I believe I used this for my Poker AI.

https://stable-baselines3.readthedocs.io/en/master/

List of Algorithms https://stable-baselines3.readthedocs.io/en/master/guide/algos.html

This is example code for PPO

import gymnasium as gym
 
from stable_baselines3 import PPO
from stable_baselines3.common.env_util import make_vec_env
 
# Parallel environments
vec_env = make_vec_env("CartPole-v1", n_envs=4)
 
model = PPO("MlpPolicy", vec_env, verbose=1)
model.learn(total_timesteps=25000)
model.save("ppo_cartpole")
 
del model # remove to demonstrate saving and loading
 
model = PPO.load("ppo_cartpole")
 
obs = vec_env.reset()
while True:
    action, _states = model.predict(obs)
    obs, rewards, dones, info = vec_env.step(action)
    vec_env.render("human")

Notice the following line:

obs = vec_env.reset()

Usually, in reset, you also return info.
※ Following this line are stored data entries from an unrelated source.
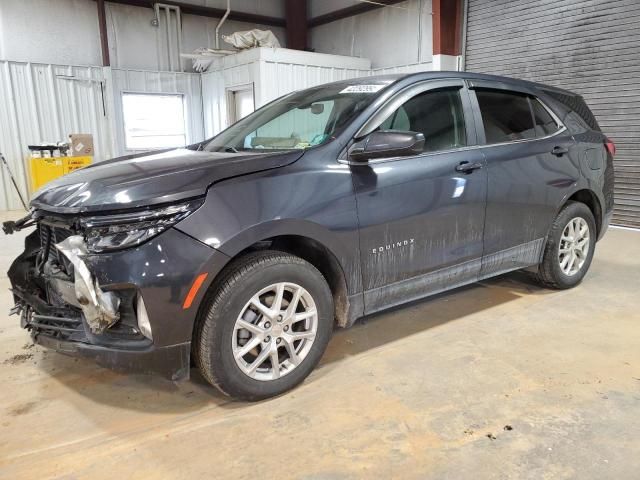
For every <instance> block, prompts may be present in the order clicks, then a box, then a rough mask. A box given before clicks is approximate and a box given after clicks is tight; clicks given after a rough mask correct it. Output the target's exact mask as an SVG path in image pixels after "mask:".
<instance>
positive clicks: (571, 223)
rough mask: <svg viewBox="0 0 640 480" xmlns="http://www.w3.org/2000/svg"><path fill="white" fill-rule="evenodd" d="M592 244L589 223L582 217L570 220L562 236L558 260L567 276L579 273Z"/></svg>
mask: <svg viewBox="0 0 640 480" xmlns="http://www.w3.org/2000/svg"><path fill="white" fill-rule="evenodd" d="M590 244H591V240H590V232H589V224H588V223H587V221H586V220H585V219H584V218H582V217H575V218H573V219H571V220H570V221H569V223H568V224H567V226H566V227H564V230H563V231H562V236H561V237H560V247H559V249H558V262H559V263H560V269H561V270H562V272H563V273H564V274H565V275H567V276H570V277H571V276H573V275H575V274H577V273H578V272H579V271H580V270H581V269H582V266H583V265H584V262H585V261H586V259H587V255H588V254H589V247H590Z"/></svg>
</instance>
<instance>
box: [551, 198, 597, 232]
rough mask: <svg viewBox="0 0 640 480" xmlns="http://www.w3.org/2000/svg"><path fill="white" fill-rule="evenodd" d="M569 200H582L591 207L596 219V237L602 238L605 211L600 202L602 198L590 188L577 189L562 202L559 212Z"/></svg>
mask: <svg viewBox="0 0 640 480" xmlns="http://www.w3.org/2000/svg"><path fill="white" fill-rule="evenodd" d="M569 202H580V203H584V204H585V205H586V206H587V207H589V210H591V213H592V214H593V218H594V219H595V221H596V238H600V232H601V230H602V222H603V212H602V205H601V204H600V200H599V199H598V196H597V195H596V194H595V192H594V191H593V190H590V189H588V188H583V189H581V190H577V191H575V192H574V193H572V194H571V195H570V196H568V197H567V198H566V200H565V201H564V202H563V203H562V205H561V206H560V208H559V209H558V212H557V213H559V212H560V210H562V209H563V208H564V207H565V205H567V203H569ZM557 213H556V215H557Z"/></svg>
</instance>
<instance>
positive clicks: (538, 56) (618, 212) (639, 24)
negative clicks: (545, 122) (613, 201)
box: [466, 0, 640, 227]
mask: <svg viewBox="0 0 640 480" xmlns="http://www.w3.org/2000/svg"><path fill="white" fill-rule="evenodd" d="M468 2H469V4H468V16H467V22H468V23H467V48H466V70H468V71H470V72H482V73H493V74H498V75H506V76H512V77H517V78H523V79H527V80H534V81H539V82H544V83H548V84H550V85H556V86H558V87H562V88H566V89H568V90H572V91H574V92H576V93H579V94H581V95H582V96H583V97H584V98H585V100H586V101H587V104H588V105H589V106H590V107H591V109H592V111H593V113H594V114H595V116H596V118H597V119H598V123H599V124H600V126H601V127H602V130H603V131H604V133H605V134H606V135H607V136H609V137H610V138H611V139H612V140H613V141H614V142H615V144H616V147H617V154H616V157H615V172H616V189H615V208H614V219H613V223H615V224H618V225H626V226H633V227H640V1H638V0H608V1H607V0H582V1H580V0H539V1H531V0H500V1H496V0H468Z"/></svg>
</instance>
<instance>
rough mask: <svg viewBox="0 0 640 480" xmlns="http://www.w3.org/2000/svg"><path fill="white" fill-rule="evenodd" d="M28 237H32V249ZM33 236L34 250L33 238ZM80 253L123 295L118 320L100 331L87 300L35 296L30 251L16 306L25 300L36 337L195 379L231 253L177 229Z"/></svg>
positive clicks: (19, 274) (23, 305)
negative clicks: (102, 247)
mask: <svg viewBox="0 0 640 480" xmlns="http://www.w3.org/2000/svg"><path fill="white" fill-rule="evenodd" d="M28 243H29V239H28V240H27V250H26V251H25V253H27V251H28V250H29V248H30V247H29V245H28ZM31 243H32V245H31V248H32V249H33V248H34V246H33V239H31ZM80 257H81V260H82V263H83V264H84V265H85V266H86V269H87V272H88V273H89V274H90V278H91V282H95V283H94V284H95V285H96V286H97V287H98V288H99V289H100V292H101V293H102V294H103V295H107V296H110V295H113V296H116V297H117V298H118V299H119V301H118V302H117V303H118V304H119V305H118V308H119V311H118V316H119V318H118V320H117V321H116V322H114V323H113V325H110V326H109V327H108V328H106V329H104V331H103V332H100V331H96V330H95V329H93V328H91V326H90V325H89V324H88V322H87V318H86V315H85V314H84V313H83V310H84V309H83V308H82V307H83V305H81V304H80V305H79V304H75V305H73V304H72V303H73V302H66V303H65V302H63V304H60V298H58V300H57V302H53V303H52V302H50V301H49V300H48V299H46V298H42V296H41V295H40V296H38V295H34V294H33V285H30V283H31V282H30V281H27V280H25V278H27V277H26V276H25V275H23V273H24V272H23V270H25V269H24V268H18V267H22V266H24V265H28V264H30V263H33V260H34V259H33V256H29V255H25V254H23V255H21V256H20V257H18V258H17V259H16V261H15V262H14V265H12V267H11V269H10V271H9V278H10V280H11V283H12V287H13V292H14V298H15V300H16V305H21V306H22V326H23V327H25V328H28V329H29V330H30V332H31V335H32V338H33V339H34V342H36V343H38V344H40V345H43V346H45V347H48V348H53V349H55V350H58V351H60V352H61V353H64V354H68V355H74V356H79V357H86V358H92V359H94V360H95V361H96V362H97V363H98V364H100V365H102V366H105V367H109V368H112V369H115V370H121V371H132V372H140V373H156V374H160V375H162V376H164V377H167V378H170V379H173V380H177V379H183V378H187V377H188V375H189V367H190V348H191V338H192V332H193V328H194V324H195V320H196V317H197V311H198V307H199V304H200V302H201V301H202V299H203V298H204V295H205V292H206V290H207V288H208V286H209V284H210V282H211V281H212V280H213V279H214V278H215V276H216V275H217V273H218V272H219V271H220V270H221V269H222V267H223V266H224V265H225V264H226V263H227V261H228V257H227V256H226V255H224V254H222V253H221V252H219V251H217V250H215V249H213V248H211V247H209V246H207V245H204V244H202V243H201V242H198V241H197V240H195V239H193V238H191V237H189V236H188V235H186V234H184V233H182V232H180V231H178V230H176V229H173V228H171V229H168V230H167V231H165V232H163V233H162V234H160V235H158V236H157V237H155V238H153V239H152V240H150V241H148V242H146V243H144V244H142V245H140V246H138V247H136V248H131V249H126V250H121V251H117V252H111V253H101V254H89V253H82V254H81V256H80ZM202 273H207V280H206V281H205V282H204V283H203V285H202V287H201V288H200V290H199V291H198V293H197V294H196V296H195V298H194V301H193V302H192V305H191V306H190V307H189V308H184V300H185V297H186V296H187V294H188V292H189V290H190V288H191V286H192V285H193V282H194V280H195V278H196V277H197V276H198V275H200V274H202ZM86 278H89V277H86ZM76 279H77V278H76ZM85 280H86V279H85ZM75 294H77V289H76V292H75ZM139 297H141V298H143V299H144V305H145V306H146V312H147V316H148V322H149V324H150V328H151V331H152V332H153V335H152V340H151V339H149V338H145V337H144V336H143V335H142V334H141V330H140V328H136V327H137V324H136V322H137V320H136V307H135V305H136V299H137V298H139ZM25 310H26V311H27V312H28V314H25Z"/></svg>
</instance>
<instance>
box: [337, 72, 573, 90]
mask: <svg viewBox="0 0 640 480" xmlns="http://www.w3.org/2000/svg"><path fill="white" fill-rule="evenodd" d="M410 78H415V80H416V81H428V80H437V79H443V78H460V79H465V80H483V81H488V82H496V83H503V84H511V85H514V86H521V87H529V88H534V89H538V90H540V89H542V90H552V91H556V92H559V93H564V94H565V95H571V96H575V95H576V94H575V93H573V92H570V91H568V90H564V89H562V88H558V87H554V86H552V85H545V84H543V83H537V82H531V81H528V80H521V79H518V78H511V77H503V76H500V75H489V74H485V73H472V72H454V71H437V72H429V71H425V72H415V73H408V74H407V73H404V74H402V73H397V74H389V75H373V76H369V77H356V78H350V79H348V80H340V81H338V82H332V83H333V84H335V85H368V84H386V85H391V84H393V83H396V82H399V81H401V80H405V79H410Z"/></svg>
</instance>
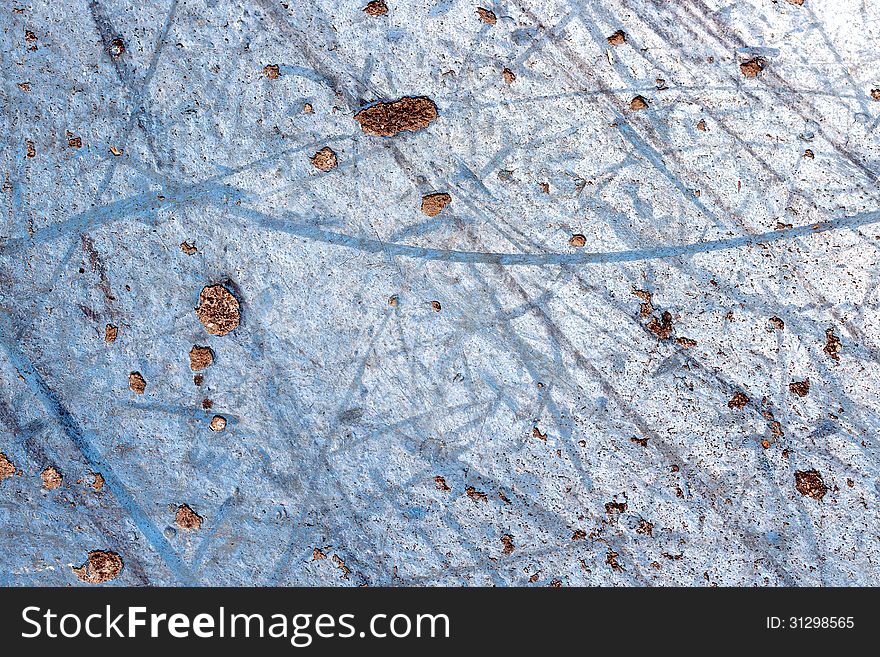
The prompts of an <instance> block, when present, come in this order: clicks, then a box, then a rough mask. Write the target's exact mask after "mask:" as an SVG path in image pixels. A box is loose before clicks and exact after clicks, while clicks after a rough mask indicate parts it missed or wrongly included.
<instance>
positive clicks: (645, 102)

This is kind of incorrect, you need to modify the environment so it works

How things work under the hood

https://stable-baselines3.readthedocs.io/en/master/guide/custom_policy.html

SB3 networks are separated into two mains parts (see figure below):

  • A features extractor (usually shared between actor and critic when applicable, to save computation) whose role is to extract features (i.e. convert to a feature vector) from high-dimensional observations, for instance, a CNN that extracts features from images. This is the features_extractor_class parameter. You can change the default parameters of that features extractor by passing a features_extractor_kwargs parameter.

  • A (fully-connected) network that maps the features to actions/value. Its architecture is controlled by the net_arch parameter.